Press release from the issuing company

WASHINGTON – The U.S. Government Publishing Office (GPO) partners with the National Archives’ Office of the Federal Register (OFR) to make every issue of the Federal Register digitally available to the public.  A total of 14,587 individual issues, which go back to 1936, will be digitized.  GPO employees will hand pack and catalogue every issue. The project is expected to be completed in 2016. Currently, digital versions dating to 1994 to the present are available on GPO’s Federal Digital System (FDsys).

The first issue of the Federal Register came off GPO presses and was published on March 16, 1936. President Franklin D. Roosevelt issued the first document, an executive order, to be published.  The Federal Register is the official daily publication for rules, proposed rules, and notices of Federal agencies and organizations, as well as executive orders and other presidential documents. It is updated daily by 6 a.m. and is published Mondaythrough Friday, except Federal holidays. 

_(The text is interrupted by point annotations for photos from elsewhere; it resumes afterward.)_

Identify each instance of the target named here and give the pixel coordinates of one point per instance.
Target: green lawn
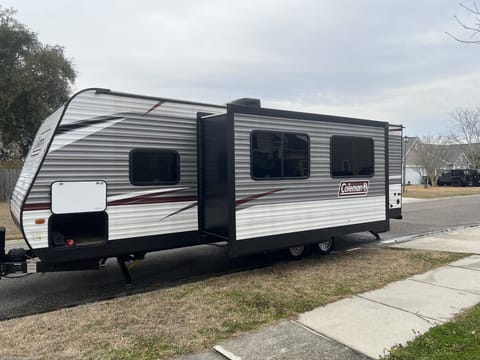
(459, 339)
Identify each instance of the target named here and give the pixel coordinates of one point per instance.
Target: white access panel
(78, 196)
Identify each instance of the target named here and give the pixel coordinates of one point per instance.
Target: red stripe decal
(144, 200)
(134, 199)
(153, 200)
(255, 197)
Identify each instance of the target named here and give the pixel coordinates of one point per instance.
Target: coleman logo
(353, 188)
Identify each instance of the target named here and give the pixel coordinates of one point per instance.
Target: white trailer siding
(93, 143)
(304, 204)
(395, 167)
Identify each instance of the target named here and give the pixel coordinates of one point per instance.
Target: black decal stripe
(86, 123)
(179, 211)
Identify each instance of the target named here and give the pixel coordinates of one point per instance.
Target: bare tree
(466, 130)
(432, 154)
(473, 27)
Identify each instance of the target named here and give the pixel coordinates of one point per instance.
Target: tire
(296, 252)
(325, 247)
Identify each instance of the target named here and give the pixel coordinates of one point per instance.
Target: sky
(377, 59)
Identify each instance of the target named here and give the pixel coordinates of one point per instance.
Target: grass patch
(459, 339)
(434, 192)
(7, 222)
(194, 317)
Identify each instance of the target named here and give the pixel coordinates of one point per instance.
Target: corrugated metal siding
(395, 158)
(101, 152)
(32, 162)
(319, 187)
(395, 167)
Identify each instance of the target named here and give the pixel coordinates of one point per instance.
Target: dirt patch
(433, 192)
(193, 317)
(7, 222)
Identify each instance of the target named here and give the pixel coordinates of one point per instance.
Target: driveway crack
(430, 320)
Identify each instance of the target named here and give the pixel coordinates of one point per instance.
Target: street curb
(429, 233)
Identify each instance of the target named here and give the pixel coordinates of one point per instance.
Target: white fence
(8, 177)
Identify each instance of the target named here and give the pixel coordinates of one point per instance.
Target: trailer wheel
(326, 247)
(296, 252)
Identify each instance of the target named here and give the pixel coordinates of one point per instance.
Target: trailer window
(154, 167)
(279, 155)
(351, 156)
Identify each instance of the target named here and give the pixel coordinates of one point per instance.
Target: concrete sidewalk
(369, 324)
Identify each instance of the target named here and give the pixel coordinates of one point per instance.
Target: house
(452, 156)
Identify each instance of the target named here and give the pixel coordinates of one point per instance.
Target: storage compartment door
(78, 197)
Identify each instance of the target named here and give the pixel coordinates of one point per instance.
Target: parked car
(459, 177)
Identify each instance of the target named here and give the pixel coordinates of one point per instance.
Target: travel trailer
(119, 175)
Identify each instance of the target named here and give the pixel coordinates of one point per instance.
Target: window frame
(153, 183)
(352, 176)
(281, 133)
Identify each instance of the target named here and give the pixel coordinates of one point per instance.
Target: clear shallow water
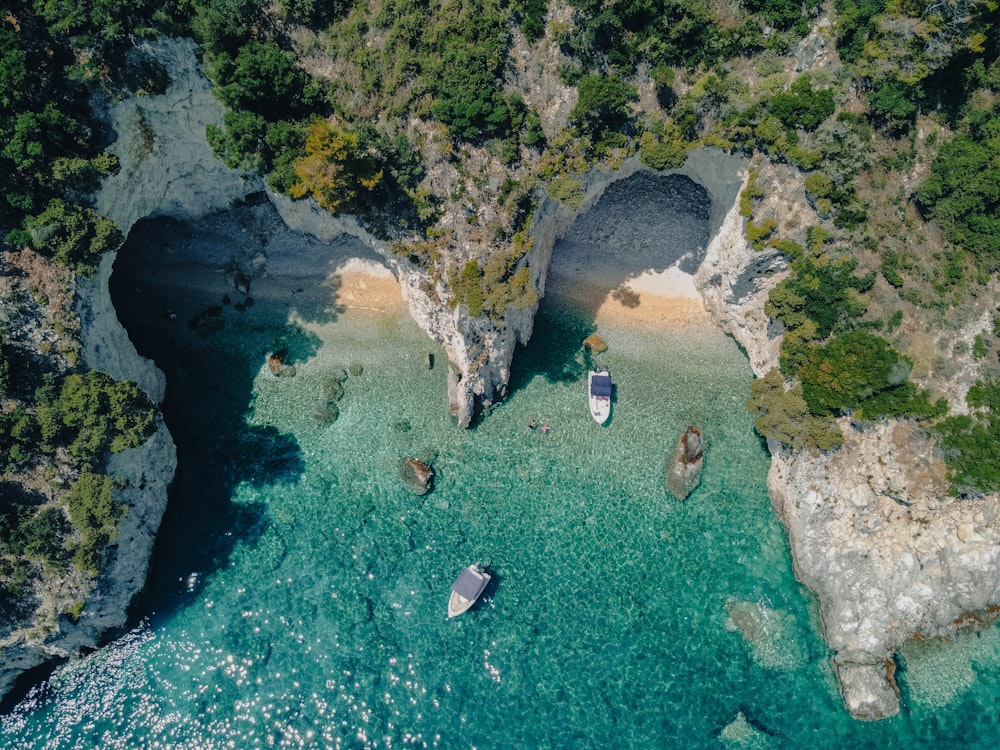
(300, 592)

“The digitization of every issue of the Federal Register is another example of GPO and OFR adapting to meet the changing needs of how the public gets Government information,” said GPO Director Davita Vance-Cooks.  “I am proud of GPO’s 80 year relationship with OFR and how these two Government agencies continue to work together in making current and historic Government information available in multiple platforms.”

“I'm excited to "open the doors" to our library of Federal Register volumes,” said Oliver Potts, Director of the Federal Register.  “Digitizing these books and making them available online fills a critical gap in the official digital record.”